Halveti tarikatının özellikleri

ekrem

Well-known member
Her yolun, cemaatın, mezhebin, sistemin, meşrebin ve tarikatın, kendini tanımlayan ve diğer sistemlerden, oluşumlardan, cemaatlerden ve tarikatlardan ayıran birtakım ayırt edici özellikleri mevcuttur. Bu özellikler o yola mahsus olup, aynı zamanda o yolun tanımını ve kimliğini ifade etmektedir.

Zira eser müessirini, müessirde eserini yansıtır.

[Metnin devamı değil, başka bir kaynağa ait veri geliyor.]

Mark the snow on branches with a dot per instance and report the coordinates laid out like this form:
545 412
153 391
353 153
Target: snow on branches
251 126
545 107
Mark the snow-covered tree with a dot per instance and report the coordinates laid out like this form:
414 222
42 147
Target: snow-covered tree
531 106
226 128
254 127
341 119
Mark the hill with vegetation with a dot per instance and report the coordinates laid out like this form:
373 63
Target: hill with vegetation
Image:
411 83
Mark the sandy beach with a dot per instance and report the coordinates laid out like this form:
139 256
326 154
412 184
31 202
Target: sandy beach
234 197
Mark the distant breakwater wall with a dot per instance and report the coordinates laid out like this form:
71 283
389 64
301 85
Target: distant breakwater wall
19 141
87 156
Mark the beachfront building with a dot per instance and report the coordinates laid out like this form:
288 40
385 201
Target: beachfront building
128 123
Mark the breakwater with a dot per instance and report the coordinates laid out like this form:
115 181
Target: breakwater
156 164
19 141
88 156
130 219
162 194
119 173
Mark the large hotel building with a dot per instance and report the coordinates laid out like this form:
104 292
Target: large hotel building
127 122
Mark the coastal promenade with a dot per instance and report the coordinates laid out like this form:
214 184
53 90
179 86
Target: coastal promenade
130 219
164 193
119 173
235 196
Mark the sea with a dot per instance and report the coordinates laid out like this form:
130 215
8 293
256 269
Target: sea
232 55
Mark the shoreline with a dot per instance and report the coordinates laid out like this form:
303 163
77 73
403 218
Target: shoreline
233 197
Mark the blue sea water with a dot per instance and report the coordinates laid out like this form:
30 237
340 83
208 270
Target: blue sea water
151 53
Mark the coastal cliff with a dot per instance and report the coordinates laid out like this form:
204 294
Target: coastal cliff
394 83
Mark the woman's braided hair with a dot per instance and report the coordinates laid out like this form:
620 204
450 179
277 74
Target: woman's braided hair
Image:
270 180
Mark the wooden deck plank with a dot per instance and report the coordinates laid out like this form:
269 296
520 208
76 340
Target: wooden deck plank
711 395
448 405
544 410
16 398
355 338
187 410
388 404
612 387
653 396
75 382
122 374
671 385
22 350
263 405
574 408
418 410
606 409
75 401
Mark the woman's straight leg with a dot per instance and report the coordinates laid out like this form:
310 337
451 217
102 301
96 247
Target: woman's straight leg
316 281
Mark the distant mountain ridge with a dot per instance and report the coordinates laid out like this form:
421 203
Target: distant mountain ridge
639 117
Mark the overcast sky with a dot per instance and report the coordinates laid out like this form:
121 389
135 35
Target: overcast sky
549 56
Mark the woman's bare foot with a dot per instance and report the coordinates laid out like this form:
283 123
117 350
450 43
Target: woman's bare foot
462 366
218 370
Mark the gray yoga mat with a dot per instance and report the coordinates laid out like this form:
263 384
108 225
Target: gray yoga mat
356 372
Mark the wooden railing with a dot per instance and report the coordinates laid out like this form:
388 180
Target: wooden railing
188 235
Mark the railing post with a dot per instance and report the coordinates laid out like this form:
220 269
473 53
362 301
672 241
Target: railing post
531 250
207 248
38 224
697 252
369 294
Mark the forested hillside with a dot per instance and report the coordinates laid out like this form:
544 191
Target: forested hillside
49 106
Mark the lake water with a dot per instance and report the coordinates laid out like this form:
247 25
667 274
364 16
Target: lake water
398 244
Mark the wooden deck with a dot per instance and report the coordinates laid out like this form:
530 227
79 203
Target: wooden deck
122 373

Bu manada Halveti Tarikatı da bu özellikleriyle diğer cemaat ve tarikatlardan ayırt edilmekte ve tanınmaktadır.

Halveti Yoluna mahsus bu özellikleri özetle ifade edecek olursak:

Ledün ilminin şehrinin kapısı Hz. İmam-ı Ali (KV) Efendimizden gelen Halveti yoluna, tasavvuf ve tarikatlar tarihiyle meşgul olanlar ve tasavvuf erbabı ''ehlullah'' önceleri, ''Tarikat Kuluçkası'' deyimini kullanmışlar, daha sonra da bu deyim ''Tarikat Fabrikası'' deyimi şekline dönüşerek kullanılır olmuştur. Bu yolun bu şekilde isimlendirilmesinin sebebi de, Halveti yolunun tarihi akışı içerisinde çok sayıda şube ve kollara ayrılması, bu kutsi yolda çok sayıda ''Pir'' yetişmesi ve her Pir'in de dünya coğrafyasının çeitli bölgelerinde irşada devam etmeleri sebebiyle bu tarikata , Tarikat doğuran tarikat manasına gelen, tarikat kuluçkası veya Tarikat Fabrikası gibi deyimler kullanılagelmiş olması, bu yolun kendine mahsus biir özelliğidir.

Halveti yolu tarihin her döneminde, gerek geniş halk kitlelerinin ve gerekse aydın kesimin ilgisini çekerek kolayca teşkilatlanmış ve dünyanın her coğrafyasına çok çabuk yayılmıştır.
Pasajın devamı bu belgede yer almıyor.